Following the switch from the class system to the super touring regulations in 1991, Goode ran the car for Andy Middlehurst, and despite having very little money, managed to have a competitive season. Goode left the BTCC and began racing in the far east, winning races in Malaysia.

== Graham Goode Performance Centre ==

Today, Goode continues to run his car preparation business, based in Leicestershire.
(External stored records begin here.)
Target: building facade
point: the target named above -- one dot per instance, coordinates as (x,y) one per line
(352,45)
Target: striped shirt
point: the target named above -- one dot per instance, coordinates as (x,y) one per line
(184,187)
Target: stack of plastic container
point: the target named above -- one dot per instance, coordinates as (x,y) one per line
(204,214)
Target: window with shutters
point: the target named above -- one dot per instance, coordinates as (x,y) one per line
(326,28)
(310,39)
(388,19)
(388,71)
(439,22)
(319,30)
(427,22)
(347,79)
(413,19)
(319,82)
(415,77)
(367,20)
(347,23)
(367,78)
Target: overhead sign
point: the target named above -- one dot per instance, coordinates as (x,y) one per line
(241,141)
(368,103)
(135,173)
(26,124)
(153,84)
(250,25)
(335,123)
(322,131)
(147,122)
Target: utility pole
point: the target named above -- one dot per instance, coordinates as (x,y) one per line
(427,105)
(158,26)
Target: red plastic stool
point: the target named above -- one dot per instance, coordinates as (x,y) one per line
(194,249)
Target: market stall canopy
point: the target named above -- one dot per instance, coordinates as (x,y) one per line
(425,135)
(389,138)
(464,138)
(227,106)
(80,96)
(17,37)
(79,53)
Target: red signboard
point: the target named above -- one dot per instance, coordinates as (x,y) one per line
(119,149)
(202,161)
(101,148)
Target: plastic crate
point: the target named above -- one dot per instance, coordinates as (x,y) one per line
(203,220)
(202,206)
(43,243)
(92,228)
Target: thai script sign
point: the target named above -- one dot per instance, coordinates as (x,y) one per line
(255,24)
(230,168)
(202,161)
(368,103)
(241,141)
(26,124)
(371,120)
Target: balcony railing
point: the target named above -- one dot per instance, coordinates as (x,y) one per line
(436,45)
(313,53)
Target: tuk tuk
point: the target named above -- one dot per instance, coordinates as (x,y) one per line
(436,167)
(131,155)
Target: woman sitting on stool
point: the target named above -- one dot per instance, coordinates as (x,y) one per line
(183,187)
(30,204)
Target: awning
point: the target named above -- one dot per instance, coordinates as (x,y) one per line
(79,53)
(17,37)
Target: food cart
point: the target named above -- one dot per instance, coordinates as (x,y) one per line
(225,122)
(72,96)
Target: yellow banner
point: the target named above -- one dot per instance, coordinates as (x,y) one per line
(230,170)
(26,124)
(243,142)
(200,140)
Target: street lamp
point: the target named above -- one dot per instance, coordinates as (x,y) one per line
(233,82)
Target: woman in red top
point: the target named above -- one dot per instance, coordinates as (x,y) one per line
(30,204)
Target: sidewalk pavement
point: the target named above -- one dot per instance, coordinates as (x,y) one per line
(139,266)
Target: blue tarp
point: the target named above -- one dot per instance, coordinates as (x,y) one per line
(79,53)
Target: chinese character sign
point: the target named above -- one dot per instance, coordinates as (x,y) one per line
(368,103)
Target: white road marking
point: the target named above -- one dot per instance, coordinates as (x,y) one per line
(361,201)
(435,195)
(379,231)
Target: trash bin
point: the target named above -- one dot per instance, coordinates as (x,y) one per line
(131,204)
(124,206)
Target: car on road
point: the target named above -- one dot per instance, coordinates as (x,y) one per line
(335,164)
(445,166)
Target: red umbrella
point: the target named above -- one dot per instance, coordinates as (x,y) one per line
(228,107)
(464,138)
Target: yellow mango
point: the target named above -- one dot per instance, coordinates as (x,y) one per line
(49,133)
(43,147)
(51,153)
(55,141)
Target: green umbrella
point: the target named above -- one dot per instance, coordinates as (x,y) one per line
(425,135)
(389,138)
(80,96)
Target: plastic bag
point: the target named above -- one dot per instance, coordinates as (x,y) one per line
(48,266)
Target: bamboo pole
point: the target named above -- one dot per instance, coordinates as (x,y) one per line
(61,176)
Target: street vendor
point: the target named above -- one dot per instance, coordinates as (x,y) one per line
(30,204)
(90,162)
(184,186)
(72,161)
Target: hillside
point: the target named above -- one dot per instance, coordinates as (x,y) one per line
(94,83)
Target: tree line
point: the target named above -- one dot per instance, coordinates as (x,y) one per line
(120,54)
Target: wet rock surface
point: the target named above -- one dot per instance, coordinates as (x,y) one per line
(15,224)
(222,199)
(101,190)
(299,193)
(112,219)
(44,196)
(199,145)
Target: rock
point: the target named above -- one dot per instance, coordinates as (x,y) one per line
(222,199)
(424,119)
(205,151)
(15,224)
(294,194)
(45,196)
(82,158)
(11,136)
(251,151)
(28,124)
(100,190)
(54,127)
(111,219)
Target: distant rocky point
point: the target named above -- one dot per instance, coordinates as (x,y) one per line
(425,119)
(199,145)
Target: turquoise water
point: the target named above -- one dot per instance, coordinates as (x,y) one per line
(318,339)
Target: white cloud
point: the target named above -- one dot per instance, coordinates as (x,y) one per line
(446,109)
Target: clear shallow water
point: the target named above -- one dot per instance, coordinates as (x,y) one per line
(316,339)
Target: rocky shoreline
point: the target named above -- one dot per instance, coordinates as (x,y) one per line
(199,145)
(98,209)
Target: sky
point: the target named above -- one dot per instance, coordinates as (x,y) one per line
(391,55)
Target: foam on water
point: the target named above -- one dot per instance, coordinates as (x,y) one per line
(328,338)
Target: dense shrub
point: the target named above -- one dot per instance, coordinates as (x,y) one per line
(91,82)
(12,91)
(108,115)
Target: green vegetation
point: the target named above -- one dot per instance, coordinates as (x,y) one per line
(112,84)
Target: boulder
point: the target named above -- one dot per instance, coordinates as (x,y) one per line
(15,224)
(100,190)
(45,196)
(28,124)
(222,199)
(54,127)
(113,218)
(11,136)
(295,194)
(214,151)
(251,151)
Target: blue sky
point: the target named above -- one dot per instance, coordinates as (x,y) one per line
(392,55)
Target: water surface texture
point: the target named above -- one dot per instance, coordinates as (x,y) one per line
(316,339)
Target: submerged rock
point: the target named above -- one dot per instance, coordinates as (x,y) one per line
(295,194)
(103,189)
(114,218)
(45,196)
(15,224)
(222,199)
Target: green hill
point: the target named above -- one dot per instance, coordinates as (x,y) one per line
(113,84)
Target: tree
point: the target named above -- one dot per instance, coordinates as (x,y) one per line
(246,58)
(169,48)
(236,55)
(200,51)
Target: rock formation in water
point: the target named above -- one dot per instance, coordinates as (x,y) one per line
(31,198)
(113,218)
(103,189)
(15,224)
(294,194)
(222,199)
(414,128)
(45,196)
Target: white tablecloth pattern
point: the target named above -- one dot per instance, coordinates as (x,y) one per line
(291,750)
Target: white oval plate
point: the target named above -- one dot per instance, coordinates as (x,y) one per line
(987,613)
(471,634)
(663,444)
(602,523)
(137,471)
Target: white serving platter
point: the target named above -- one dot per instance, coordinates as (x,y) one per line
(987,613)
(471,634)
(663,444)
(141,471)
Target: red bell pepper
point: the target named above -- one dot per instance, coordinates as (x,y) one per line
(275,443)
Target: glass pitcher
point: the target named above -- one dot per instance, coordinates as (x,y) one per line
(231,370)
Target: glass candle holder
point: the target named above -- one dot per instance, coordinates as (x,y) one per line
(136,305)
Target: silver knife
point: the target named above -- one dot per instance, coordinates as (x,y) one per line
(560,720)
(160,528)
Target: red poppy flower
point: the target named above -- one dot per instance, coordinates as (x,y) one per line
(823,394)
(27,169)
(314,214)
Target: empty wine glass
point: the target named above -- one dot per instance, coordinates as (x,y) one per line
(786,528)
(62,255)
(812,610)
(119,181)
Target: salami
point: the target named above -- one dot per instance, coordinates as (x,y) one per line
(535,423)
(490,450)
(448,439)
Employing 25 people, the company offers performance parts, tuning and restoration of Ford, Subaru and Mitsubishi vehicles.

==Racing record==

===Complete British Saloon / Touring Car Championship results===
(key) (Races in bold indicate pole position) (Races in italics indicate fastest lap – 1 point awarded ?–1989 in class)

Year: Team; Car; Class; 1; 2; 3; 4; 5; 6; 7; 8; 9; 10; 11; 12; 13; DC; Pts; Class
1980: Kamasa Tools; Ford Capri III 3.0s; D; MAL 5†; OUL 4†; THR Ret; SIL 5; SIL Ret; BRH ?; MAL; BRH Ret; THR DNS; SIL 12; 27th; 8; 7th
1981: Bestmoor Silencers; Ford Capri III 3.0s; D; MAL 7†; SIL; OUL 10†; THR 8; BRH; SIL ?; SIL 9; DON 9†; BRH; THR; SIL Ret; 41st; 1; 14th
1982: Graham Goode Racing; Ford Capri III 3.0s; D; SIL; MAL 6†; OUL; THR; THR 6; SIL 7; DON Ret; BRH; DON 4; BRH; SIL Ret; 31st; 5; 9th
1983: Graham Goode Racing; Ford Capri III 3.0s; A; SIL Ret; OUL; THR; BRH; THR 5; SIL; DON Ret; SIL Ret; DON; BRH; SIL; 26th; 3; 13th
1984: Graham Goode Racing; Nissan Bluebird Turbo; B; DON 18; SIL 14; OUL 12; THR 13; THR Ret; SIL 11; SNE Ret; BRH Ret; BRH 7; DON 6; SIL DSQ; 7th; 40; 3rd
1985: Graham Goode Racing; Nissan Bluebird Turbo; B; SIL 4; OUL 3; THR Ret; DON 5; THR 6; SIL DSQ; DON 3; SIL DSQ; SNE 6; BRH 6; BRH; SIL; 10th; 37‡; 1st
1987: Listerine Racing Team; Ford Sierra RS Cosworth; A; SIL 5; OUL 2; THR 2; THR Ret; SIL 3; SIL 4; BRH 15; SNE 5; 9th; 34; 4th
Ford Sierra RS500: DON 2; OUL Ret; DON; SIL
1988: Listerine-Texaco Racing; Ford Sierra RS500; A; SIL Ret; OUL Ret; THR 11; DON Ret; THR 7; SIL 7; SIL 9; BRH 13; SNE 5; BRH 6; BIR C; DON 5; SIL Ret; 39th; 5; 14th
1989: Listerine Racing Team; Ford Sierra RS500; A; OUL Ret; SIL 4; THR DNS; DON DNQ; THR 10; SIL Ret; SIL 6; BRH Ret; SNE 11; BRH 6; BIR 9; DON 6; SIL Ret; 35th; 6; 12th
1990: Listerine Racing Team; Ford Sierra RS500; A; OUL Ret; DON 5; THR 6; SIL Ret; OUL 7; SIL 5; BRH Ret; SNE 5; BRH 6; BIR Ret; DON 4; THR 4; SIL 3; 11th; 72; 6th
Source:

† Events with 2 races staged for the different classes.

‡ Docked 20 points for technical infringements.